A seguir, o terceiro e último trecho da entrevista com Pedro Mara, professor de Sociologia que leciona na Escola Estadual Jornalista Tim Lopes, no Complexo do Alemão, concedida ao jornalista Hélcio Lourenço Filho:

ADUFF: Por que o Novo Ensino Médio é ruim? Por que tantas entidades, tantos setores, que debatem a educação, que estudam a educação, estão defendendo que ele seja revogado?

PEDRO MARA: O Novo Ensino Médio é parte de um golpe contra a classe trabalhadora desde 2016. A reforma do Ensino Médio acontece na esteira dos golpes que aconteceram a partir de 2016, neste país, contra a população mais pobre e trabalhadores. O principal problema dela é que distancia cada vez mais os estudantes da universidade. Outra grande razão é porque o diagnóstico que ela [a reforma] faz é absolutamente terrível. Ela elimina e diminui o tempo de disciplinas absolutamente necessárias, sem dizer que o problema do Brasil era o pouco ensino de língua portuguesa, de matemática. A reforma do Ensino Médio, no Rio de Janeiro, diminui esses tempos e de todas as outras disciplinas. Em troca disso, ofereceu coisas nas quais não se sabia nem o que era. Se faz um monte de coisa que empobrece a formação. Isso vai criar cada vez mais um apartheid entre os pobres e os ricos. Enquanto as escolas da ponta, da elite, ampliaram tempos, nós tivemos uma substituição de disciplinas com o mesmo tempo a partir de uma lógica de itinerário formativo de uma falsa liberdade. Por quê? Porque se apresentou e se vendeu a ideia de que o aluno poderia escolher isso, isso e aquilo, disciplinas eletivas, quando, na verdade, boa parte dos municípios do interior do Rio tem pouquíssimas escolas.

Então é mentira que se venderia diversos itinerários formativos. A gente tem várias razões para poder ser contra a reforma no Ensino Médio e pedir a sua anulação. A distância que ela cria, a desigualdade, o dualismo individual da educação, que sai muito pior. Então, por essas razões todas, a gente está se posicionando contra a reforma do ensino médio. Nós tivemos professores que começaram disciplinas que não se sabia nem o que era.

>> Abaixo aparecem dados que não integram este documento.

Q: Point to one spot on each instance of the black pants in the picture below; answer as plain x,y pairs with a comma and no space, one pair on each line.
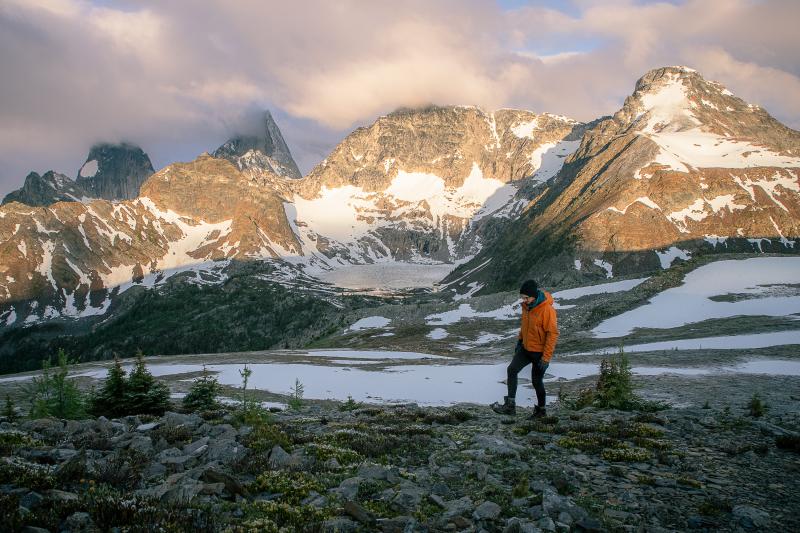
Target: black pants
523,358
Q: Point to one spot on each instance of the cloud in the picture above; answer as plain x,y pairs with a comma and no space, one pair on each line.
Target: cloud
177,76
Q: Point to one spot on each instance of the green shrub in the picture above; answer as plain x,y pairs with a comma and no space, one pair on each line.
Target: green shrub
203,394
626,454
11,441
277,517
323,452
32,476
290,487
265,436
52,394
522,487
350,404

Inclusive eu. Peguei disciplinas que eu digo: cara, para que serve isso? Exemplo: o debate de política. É um debate absolutamente necessário. É o debate que está na LDB [Lei de Diretrizes e Bases da Educação], a formação de cidadãos críticos e conscientes. Você teve um apagamento inteiro das discussões de política, porque se tenta formar um indivíduo não mais crítico, mas que apenas aceite. O debate sobre a educação financeira, formando as pessoas não mais para questionar a pobreza, mas poder fazer uma melhor gestão da própria pobreza. Isso, para nós, é muito longe da escola que a gente está querendo construir. Uma escola crítica, emancipadora, uma escola que forma cidadão, que coloque o aluno na universidade.

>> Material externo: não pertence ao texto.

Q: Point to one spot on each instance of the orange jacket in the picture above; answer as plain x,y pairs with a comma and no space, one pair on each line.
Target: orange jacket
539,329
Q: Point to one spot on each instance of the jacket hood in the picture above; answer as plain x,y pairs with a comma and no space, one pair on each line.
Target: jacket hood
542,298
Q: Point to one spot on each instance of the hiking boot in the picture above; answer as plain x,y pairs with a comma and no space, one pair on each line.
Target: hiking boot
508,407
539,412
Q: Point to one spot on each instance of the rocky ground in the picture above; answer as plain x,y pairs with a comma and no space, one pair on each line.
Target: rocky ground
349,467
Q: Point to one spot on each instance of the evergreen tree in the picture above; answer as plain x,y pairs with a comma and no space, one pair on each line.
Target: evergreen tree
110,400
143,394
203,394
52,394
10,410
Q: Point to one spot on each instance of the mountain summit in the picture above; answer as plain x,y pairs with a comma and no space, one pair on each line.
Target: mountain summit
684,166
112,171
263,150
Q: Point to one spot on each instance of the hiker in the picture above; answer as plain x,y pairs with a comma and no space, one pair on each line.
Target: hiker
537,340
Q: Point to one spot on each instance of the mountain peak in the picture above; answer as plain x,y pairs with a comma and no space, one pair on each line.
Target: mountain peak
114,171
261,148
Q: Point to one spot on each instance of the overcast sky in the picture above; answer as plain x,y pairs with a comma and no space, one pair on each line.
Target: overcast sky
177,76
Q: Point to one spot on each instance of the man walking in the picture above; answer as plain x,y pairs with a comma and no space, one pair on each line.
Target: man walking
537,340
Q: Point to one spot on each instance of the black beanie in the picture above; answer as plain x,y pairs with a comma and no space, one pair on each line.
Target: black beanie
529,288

Para gente que está lidando com a periferia, com as favelas, o nosso principal desafio para mudar essa realidade é colocar o aluno na universidade. Pelo menos eu acho que é o estudo e o trabalho que vão mudar a vida das pessoas, muito mais do que qualquer outra ideologia de empreendimento. A ideologia de empreendimento, hoje, na minha opinião, está muito mais num campo ideológico do que num campo científico. É mais uma palavra, um cavalo de tróia, um canto de sereia. Você faz só uma gestão da pobreza. Você não critica, você não pensa e você esvaziou a escola do seu conteúdo crítico.

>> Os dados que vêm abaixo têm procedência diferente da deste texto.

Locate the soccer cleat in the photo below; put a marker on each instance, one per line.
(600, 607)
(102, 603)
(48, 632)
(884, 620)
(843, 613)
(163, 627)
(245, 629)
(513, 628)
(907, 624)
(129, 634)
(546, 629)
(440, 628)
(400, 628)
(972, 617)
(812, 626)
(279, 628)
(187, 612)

ADUFF: Você disse que os itinerários formativos, na prática, não existem. Porque cada escola pode oferecer no mínimo dois e na prática não existe essa opção de escolha por parte do aluno. Por outro lado, também há essas disciplinas muito questionáveis, há falta de professores formados para isso, em condições de aplicar essas disciplinas. Aí eu pergunto: se houvesse tudo isso, a reforma seria boa?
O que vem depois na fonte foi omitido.